Seans nienawiści w Sejmie. Kaczyński znów otrzymał cios, nawet „grube ryby” w PiS to widzą
„Mor-der-ca!”, skandowali posłowie PiS pod adresem Romana Giertycha, który jako adwokat reprezentuje pokrzywdzonego przez Jarosława Kaczyńskiego w „sprawie dwóch wież” Geralda Birgfellnera. Oczywiście skończy się to zawiadomieniem do prokuratury. Giertych, któremu miało pójść w pięty, z pewnością jest zadowolony. Kaczyński ma zaś powody się bać.

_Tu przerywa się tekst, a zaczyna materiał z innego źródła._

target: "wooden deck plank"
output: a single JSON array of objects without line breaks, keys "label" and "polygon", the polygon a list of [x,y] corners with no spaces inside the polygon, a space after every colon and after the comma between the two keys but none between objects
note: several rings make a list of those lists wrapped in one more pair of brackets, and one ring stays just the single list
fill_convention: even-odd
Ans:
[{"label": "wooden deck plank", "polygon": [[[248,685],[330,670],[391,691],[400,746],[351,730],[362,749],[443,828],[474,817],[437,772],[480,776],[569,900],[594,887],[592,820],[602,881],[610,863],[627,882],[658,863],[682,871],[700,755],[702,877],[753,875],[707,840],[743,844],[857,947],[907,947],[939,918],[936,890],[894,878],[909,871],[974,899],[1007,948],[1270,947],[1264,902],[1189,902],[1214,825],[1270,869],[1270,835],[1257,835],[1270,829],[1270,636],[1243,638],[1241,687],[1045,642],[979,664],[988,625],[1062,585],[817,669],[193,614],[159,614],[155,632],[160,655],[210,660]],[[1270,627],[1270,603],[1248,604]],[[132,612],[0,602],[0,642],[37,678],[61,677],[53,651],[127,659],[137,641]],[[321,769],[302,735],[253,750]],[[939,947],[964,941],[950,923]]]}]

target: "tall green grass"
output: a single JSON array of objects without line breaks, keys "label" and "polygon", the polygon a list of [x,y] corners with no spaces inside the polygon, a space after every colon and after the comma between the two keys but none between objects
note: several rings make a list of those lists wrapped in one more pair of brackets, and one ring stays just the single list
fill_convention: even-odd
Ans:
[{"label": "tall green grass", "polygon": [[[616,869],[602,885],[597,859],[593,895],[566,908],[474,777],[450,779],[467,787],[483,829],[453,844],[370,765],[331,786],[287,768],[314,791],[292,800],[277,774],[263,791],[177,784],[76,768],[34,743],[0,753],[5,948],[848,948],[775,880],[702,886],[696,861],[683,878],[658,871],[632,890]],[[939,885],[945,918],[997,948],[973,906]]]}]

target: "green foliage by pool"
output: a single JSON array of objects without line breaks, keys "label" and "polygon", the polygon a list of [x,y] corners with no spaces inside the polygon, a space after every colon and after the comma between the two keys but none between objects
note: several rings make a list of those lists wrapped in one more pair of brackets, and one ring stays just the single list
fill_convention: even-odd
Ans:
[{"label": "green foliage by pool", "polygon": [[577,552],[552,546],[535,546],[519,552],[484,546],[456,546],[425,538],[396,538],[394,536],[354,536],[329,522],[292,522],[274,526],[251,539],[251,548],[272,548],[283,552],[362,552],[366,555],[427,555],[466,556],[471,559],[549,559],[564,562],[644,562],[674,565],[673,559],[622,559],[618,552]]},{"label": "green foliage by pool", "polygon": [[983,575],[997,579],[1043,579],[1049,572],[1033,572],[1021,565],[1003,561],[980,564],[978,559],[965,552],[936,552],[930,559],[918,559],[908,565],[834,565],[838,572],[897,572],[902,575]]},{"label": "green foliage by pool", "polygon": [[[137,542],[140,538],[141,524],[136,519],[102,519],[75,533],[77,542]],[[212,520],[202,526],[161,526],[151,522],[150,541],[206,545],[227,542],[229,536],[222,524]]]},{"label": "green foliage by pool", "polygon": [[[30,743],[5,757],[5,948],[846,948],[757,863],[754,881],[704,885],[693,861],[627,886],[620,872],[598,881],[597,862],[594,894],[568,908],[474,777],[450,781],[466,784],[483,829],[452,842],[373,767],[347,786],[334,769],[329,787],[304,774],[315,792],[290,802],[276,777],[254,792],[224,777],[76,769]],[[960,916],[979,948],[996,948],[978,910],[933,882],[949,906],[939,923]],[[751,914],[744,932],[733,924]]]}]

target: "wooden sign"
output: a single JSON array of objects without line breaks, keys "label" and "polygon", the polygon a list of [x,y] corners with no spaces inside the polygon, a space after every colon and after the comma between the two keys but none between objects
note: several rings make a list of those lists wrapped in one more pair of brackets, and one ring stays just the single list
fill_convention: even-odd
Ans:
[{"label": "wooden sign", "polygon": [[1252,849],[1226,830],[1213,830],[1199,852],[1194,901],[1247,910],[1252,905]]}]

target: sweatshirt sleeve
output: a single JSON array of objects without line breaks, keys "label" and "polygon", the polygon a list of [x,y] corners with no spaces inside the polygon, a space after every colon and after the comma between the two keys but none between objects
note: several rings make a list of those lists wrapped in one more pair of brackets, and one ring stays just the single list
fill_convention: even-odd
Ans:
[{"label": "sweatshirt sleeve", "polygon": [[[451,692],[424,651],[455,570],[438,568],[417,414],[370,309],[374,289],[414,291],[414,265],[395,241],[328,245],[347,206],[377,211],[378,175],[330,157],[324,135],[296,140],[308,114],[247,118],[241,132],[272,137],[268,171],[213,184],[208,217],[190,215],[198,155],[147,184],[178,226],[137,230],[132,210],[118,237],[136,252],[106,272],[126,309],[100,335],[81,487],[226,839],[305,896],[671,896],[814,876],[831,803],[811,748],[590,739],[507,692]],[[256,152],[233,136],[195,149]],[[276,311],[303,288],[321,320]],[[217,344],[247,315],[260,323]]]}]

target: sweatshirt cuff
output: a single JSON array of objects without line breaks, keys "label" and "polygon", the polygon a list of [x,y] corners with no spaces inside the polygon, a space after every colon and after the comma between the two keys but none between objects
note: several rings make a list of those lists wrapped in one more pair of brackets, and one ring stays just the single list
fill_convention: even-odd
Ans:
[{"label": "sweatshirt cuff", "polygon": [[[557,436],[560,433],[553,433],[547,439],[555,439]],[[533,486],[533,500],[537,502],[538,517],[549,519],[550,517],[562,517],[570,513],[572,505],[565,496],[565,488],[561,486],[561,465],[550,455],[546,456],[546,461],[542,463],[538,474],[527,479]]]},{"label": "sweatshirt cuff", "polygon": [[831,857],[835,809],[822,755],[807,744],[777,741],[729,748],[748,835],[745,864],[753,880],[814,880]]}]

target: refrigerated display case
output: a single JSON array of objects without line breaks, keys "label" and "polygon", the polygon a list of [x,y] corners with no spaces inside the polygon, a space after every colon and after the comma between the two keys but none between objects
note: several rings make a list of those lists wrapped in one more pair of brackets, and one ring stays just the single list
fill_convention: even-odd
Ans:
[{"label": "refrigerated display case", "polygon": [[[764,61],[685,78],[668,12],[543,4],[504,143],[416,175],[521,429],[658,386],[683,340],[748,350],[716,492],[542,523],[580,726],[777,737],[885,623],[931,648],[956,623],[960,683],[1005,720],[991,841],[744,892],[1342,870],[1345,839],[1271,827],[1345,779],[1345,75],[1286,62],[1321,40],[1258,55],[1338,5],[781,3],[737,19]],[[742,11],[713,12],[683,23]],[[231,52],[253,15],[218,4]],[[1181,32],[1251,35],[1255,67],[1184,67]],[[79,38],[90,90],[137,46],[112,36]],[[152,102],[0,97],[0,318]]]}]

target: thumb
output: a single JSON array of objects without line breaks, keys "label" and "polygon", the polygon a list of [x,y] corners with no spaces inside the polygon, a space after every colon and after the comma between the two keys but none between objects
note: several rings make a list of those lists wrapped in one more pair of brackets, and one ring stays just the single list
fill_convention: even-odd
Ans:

Barbara Skrzypek zeznawała w prokuraturze m.in. w sprawie pełnomocnictwa udzielonego Kaczyńskiemu do reprezentowania jej na nadzwyczajnym zgromadzeniu akcjonariuszy spółki Srebrna 2 lutego 2018 r. Legenda o „zamordowaniu” Barbary Skrzypek przez „szczujących na nią prokuraturę, Romana Giertycha i ludzi z nim związanych” (to słowa Jarosława Kaczyńskiego) ma przykryć tę niewygodną prawdę.
Nie da jej spocząć w pokoju
Znów zmuszony jestem napisać te słowa: wiele już gorszących scen widział polski Sejm, ale scena, która rozegrała się w środę podczas zwołanego na wniosek PiS nadzwyczajnego posiedzenia poświęconego sprawie śmierci Barbary Skrzypek, była szczególna. Ofiarą hucpiarskiego spektaklu, który odbył się na wezwanie Jarosława Kaczyńskiego, stała się bowiem osoba niedawno pochowana, w dodatku podobno osobiście bliska prezesowi PiS. Zmarłej 15 marca Barbarze Skrzypek były szef nie da spoczywać w pokoju. Za wszelką cenę musi zakrzyczeć poczucie winy, że wplątał ją w brudną sprawę „dwóch wież”, rzucając nienawistne oszczerstwa pod adresem prokurator Ewy Wrzosek, Romana Giertycha i innych. Ale tym razem chyba przeszarżował.